Observational studies of pregnant women in sub-Saharan Africa have shown that low serum vitamin A levels are associated with an increased risk of mother-to-child transmission (MTCT) of HIV. Vitamin A is cheap and easily provided through existing health services in low-income settings. It is thus important to determine the effect of routine supplementation of HIV positive pregnant women with this vitamin on the risk of MTCT of HIV, which currently results in more than 1000 new HIV infections each day world-wide.
We aimed to assess the effect of antenatal vitamin A supplementation on the risk of MTCT of HIV as well as infant and maternal mortality and morbidity.
In February 2008 we searched the Cochrane Library, PubMed, EMBASE, AIDSearch and GATEWAY; checked reference lists of identified articles; and contacted relevant researchers and organizations for any studies that became available after the update of this review in 2005.
We selected randomised controlled trials comparing vitamin A supplementation with placebo in known HIV-infected pregnant women; irrespective of age, duration of pregnancy, clinical stage of HIV disease, or setting.
Data collection and analysis
Two authors independently assessed trial eligibility and quality and extracted data. We calculated relative risks (RR) or weighted mean differences (WMD), as appropriate, with their 95% confidence intervals (CI) for each study. We conducted meta-analysis using a fixed-effects method (when there was no statistically significant heterogeneity between study results, i.e. P>0.1) or the random-effects method (when there was significant heterogeneity), and report the Higgins' statistic for all pooled effect measures.

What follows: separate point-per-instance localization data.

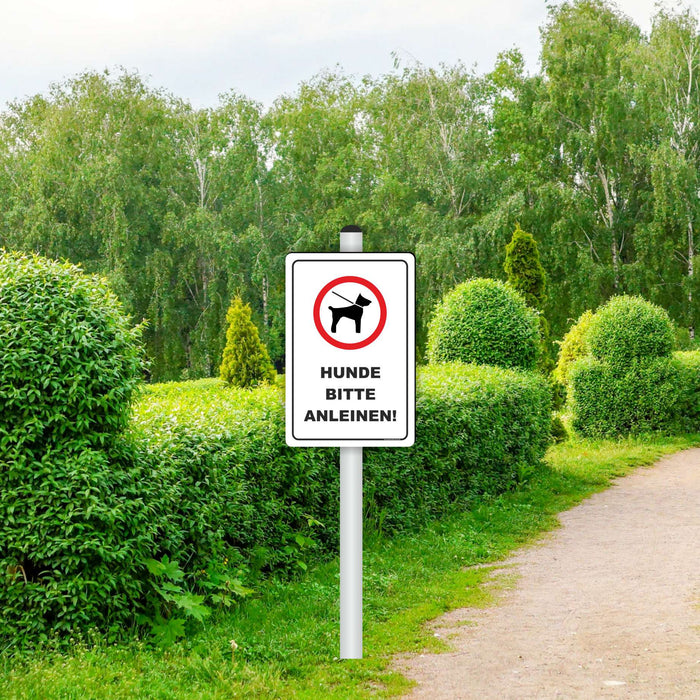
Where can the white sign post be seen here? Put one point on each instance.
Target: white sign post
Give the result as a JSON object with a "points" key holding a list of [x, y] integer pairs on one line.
{"points": [[350, 379]]}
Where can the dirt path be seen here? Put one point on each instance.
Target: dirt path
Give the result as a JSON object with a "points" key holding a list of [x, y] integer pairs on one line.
{"points": [[608, 606]]}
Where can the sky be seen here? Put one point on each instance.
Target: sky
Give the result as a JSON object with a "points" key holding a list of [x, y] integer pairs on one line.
{"points": [[199, 49]]}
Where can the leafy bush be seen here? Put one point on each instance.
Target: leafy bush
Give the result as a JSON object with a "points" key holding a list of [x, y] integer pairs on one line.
{"points": [[72, 515], [573, 346], [203, 475], [484, 322], [629, 328], [246, 362], [630, 383], [687, 364], [70, 361], [247, 491], [610, 401]]}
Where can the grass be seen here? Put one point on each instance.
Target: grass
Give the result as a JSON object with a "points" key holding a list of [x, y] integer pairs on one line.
{"points": [[288, 633]]}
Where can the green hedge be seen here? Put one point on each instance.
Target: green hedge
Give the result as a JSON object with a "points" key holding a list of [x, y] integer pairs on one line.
{"points": [[649, 395], [475, 427], [72, 520], [204, 475], [687, 364]]}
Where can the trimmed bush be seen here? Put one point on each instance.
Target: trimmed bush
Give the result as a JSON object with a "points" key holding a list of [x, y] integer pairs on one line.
{"points": [[629, 328], [484, 322], [687, 364], [246, 362], [70, 361], [72, 513], [609, 401], [573, 346], [475, 426], [204, 474]]}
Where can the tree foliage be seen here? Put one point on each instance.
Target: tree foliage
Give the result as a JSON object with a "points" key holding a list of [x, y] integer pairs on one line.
{"points": [[596, 155], [524, 271], [246, 362]]}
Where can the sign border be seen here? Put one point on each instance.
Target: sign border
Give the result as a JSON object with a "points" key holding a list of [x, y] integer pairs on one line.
{"points": [[408, 438]]}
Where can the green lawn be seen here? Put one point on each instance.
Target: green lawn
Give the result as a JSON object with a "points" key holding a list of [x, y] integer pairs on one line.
{"points": [[288, 632]]}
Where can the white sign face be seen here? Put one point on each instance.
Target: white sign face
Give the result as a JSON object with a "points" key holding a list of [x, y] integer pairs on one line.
{"points": [[350, 349]]}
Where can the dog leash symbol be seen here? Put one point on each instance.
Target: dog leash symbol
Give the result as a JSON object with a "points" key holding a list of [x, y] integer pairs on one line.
{"points": [[354, 303]]}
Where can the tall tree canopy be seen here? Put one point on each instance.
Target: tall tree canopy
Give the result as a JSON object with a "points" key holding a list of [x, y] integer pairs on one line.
{"points": [[597, 156]]}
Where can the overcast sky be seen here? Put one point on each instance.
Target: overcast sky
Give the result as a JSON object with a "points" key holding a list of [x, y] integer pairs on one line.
{"points": [[198, 49]]}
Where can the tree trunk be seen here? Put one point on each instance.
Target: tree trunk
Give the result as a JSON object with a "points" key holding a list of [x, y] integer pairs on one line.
{"points": [[691, 253]]}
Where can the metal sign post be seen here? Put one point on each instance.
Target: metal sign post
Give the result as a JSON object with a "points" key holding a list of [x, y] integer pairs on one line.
{"points": [[351, 520], [350, 379]]}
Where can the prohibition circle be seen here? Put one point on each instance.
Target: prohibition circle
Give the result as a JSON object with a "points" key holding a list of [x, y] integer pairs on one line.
{"points": [[317, 313]]}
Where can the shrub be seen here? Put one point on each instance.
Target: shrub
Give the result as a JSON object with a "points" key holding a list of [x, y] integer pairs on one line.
{"points": [[246, 362], [70, 361], [610, 401], [204, 474], [687, 365], [484, 322], [72, 514], [475, 425], [629, 328], [573, 346]]}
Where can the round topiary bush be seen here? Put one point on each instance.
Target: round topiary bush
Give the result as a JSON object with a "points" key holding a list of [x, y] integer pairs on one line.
{"points": [[69, 360], [73, 519], [629, 328], [484, 322]]}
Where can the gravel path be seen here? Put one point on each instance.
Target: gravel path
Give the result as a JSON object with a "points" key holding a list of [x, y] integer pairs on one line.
{"points": [[608, 606]]}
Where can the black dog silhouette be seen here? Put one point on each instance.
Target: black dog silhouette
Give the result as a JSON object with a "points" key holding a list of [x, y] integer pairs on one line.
{"points": [[354, 312]]}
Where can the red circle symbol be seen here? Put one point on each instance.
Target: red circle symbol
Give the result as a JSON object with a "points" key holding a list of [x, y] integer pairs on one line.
{"points": [[382, 313]]}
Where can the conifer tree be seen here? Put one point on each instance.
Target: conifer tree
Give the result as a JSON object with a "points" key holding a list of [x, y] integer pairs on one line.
{"points": [[524, 269], [526, 275], [246, 362]]}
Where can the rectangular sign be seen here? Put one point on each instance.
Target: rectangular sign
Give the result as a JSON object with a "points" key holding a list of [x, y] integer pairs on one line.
{"points": [[350, 349]]}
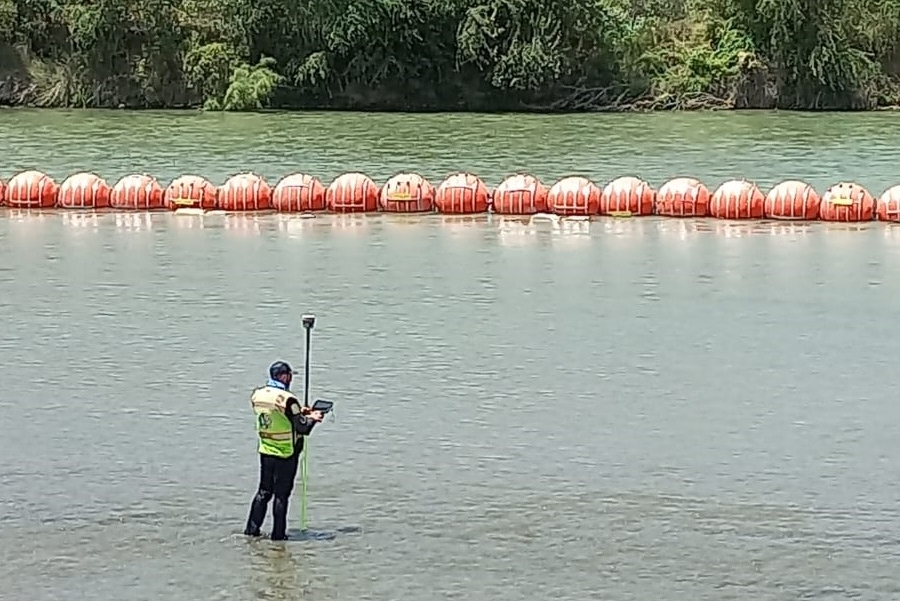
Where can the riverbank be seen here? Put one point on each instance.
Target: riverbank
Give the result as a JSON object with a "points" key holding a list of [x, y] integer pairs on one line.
{"points": [[456, 55]]}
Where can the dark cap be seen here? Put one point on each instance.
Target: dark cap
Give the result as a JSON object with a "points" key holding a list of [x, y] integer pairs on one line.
{"points": [[278, 369]]}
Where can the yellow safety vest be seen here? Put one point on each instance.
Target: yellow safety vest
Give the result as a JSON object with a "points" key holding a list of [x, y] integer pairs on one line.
{"points": [[273, 426]]}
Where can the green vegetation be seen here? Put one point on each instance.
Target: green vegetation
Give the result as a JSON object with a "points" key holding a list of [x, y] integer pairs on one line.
{"points": [[560, 55]]}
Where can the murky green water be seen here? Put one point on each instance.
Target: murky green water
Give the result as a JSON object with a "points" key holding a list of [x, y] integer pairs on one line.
{"points": [[647, 409]]}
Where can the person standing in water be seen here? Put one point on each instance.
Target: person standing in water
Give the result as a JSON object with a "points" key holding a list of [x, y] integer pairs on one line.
{"points": [[282, 422]]}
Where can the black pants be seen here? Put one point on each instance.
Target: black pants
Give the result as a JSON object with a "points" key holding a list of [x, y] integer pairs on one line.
{"points": [[276, 478]]}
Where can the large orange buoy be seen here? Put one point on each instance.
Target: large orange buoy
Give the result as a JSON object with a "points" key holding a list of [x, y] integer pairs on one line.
{"points": [[137, 193], [461, 194], [737, 199], [682, 197], [847, 202], [792, 200], [519, 194], [245, 192], [191, 192], [83, 191], [352, 193], [407, 193], [31, 190], [888, 206], [627, 196], [298, 193], [574, 196]]}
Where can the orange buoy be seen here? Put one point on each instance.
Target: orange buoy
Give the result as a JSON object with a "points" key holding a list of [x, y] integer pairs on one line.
{"points": [[31, 190], [519, 194], [137, 193], [737, 199], [352, 193], [407, 193], [245, 192], [83, 190], [461, 194], [191, 192], [627, 196], [847, 202], [298, 193], [682, 197], [792, 200], [888, 206], [574, 196]]}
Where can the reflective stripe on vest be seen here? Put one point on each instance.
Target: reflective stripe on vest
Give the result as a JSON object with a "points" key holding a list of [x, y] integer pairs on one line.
{"points": [[273, 426]]}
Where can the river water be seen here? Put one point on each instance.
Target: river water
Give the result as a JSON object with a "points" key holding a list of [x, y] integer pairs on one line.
{"points": [[644, 409]]}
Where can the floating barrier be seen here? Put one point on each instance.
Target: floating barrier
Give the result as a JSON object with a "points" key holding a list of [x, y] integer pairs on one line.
{"points": [[458, 194]]}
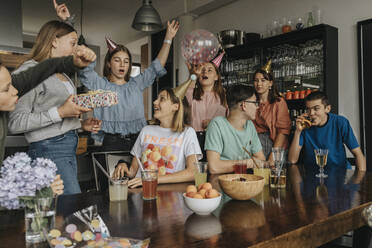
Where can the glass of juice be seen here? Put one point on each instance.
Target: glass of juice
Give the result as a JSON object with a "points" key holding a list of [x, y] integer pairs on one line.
{"points": [[118, 190], [201, 173], [278, 181], [263, 172], [240, 167], [149, 184]]}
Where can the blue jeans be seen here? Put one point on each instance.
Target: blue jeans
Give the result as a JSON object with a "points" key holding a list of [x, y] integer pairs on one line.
{"points": [[61, 150]]}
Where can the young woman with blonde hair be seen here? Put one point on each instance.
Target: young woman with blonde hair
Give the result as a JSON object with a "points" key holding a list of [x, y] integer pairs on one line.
{"points": [[169, 145], [47, 114]]}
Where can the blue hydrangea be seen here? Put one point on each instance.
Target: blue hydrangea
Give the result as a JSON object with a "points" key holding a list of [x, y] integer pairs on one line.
{"points": [[20, 176]]}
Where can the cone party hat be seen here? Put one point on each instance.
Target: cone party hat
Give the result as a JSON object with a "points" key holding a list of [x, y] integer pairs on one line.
{"points": [[218, 59], [267, 67], [111, 45]]}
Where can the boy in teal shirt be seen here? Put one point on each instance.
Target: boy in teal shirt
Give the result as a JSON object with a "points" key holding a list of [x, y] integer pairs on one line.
{"points": [[226, 136]]}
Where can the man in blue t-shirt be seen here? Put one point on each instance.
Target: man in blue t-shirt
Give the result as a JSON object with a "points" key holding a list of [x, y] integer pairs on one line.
{"points": [[226, 136], [327, 131]]}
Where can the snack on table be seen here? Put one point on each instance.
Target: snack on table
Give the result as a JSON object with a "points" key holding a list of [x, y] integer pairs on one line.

Four trials which enrolled 3033 HIV-infected pregnant women met inclusion criteria. We found significant statistical heterogeneity between the three trials with information on MTCT of HIV (P=0.02; I2 =75.7%). Trials conducted in South Africa (632 women: RR 0.98, 95%CI 0.73 to 1.31 at 3 months) and Malawi (492 women: RR 0.84, 95%CI 0.64 to 1.11 at 24 months) did not find evidence that Vitamin A supplementation has an effect on MTCT of HIV, but the trial in Tanzania found that vitamin A supplementation increased the risk (898 women: RR 1.35, 95% CI 1.10 to 21.65 at 24 months). Overall, there was no evidence of an effect of antenatal vitamin A supplementation on the risk of MTCT of HIV (3 trials, 2022 women: RR 1.05, 95% CI 0.78 to 1.41). Similarly, a fourth trial in Zimbabwe of postpartum vitamin A supplemetation (which did not met our inclusion criteria) did not find evidence that the effect of a single maternal dose of vitamin A given within 96 hours of delivery was different from that of placebo (3351 women: RR 1.04, 95%CI 0.93 to 1.17). However, antenatal vitamin A supplementation significantly improved birth weight (3 trials with 1809 women: WMD 89.78, 95%CI 84.73 to 94.83; I2=33.0%), but there was no evidence of an effect on preterm births (3 trials, 2110 women: RR 0.88, 95%CI 0.65 to 1.19; I2=58.1%), stillbirths (4 trials, 2855 women: RR 0.99, 95%CI 0.68 to 1.43; I2=0%), deaths by 24 months (2 trials, 1635 women: RR 1.03, 95%CI 0.88 to 1.20; I2=0%), postpartum CD4 levels (1 trial, 727 women: WMD -4.00, 95% CI -51.06 to 43.06), and maternal death ( 1 trial, 728 women: RR 0.49, 95%CI 0.04 to 5.37).
Currently available randomised controlled trial data do not show evidence of an effect of antenatal vitamin A supplementation on the risk of MTCT of HIV. However, given the wide confidence intervals of the pooled effect estimate (from a relative risk decrease of 22% to an increase of 41%), this review does not exclude the possibility of a beneficial or harmful effect of vitamin A supplementation on the risk of MTCT of HIV.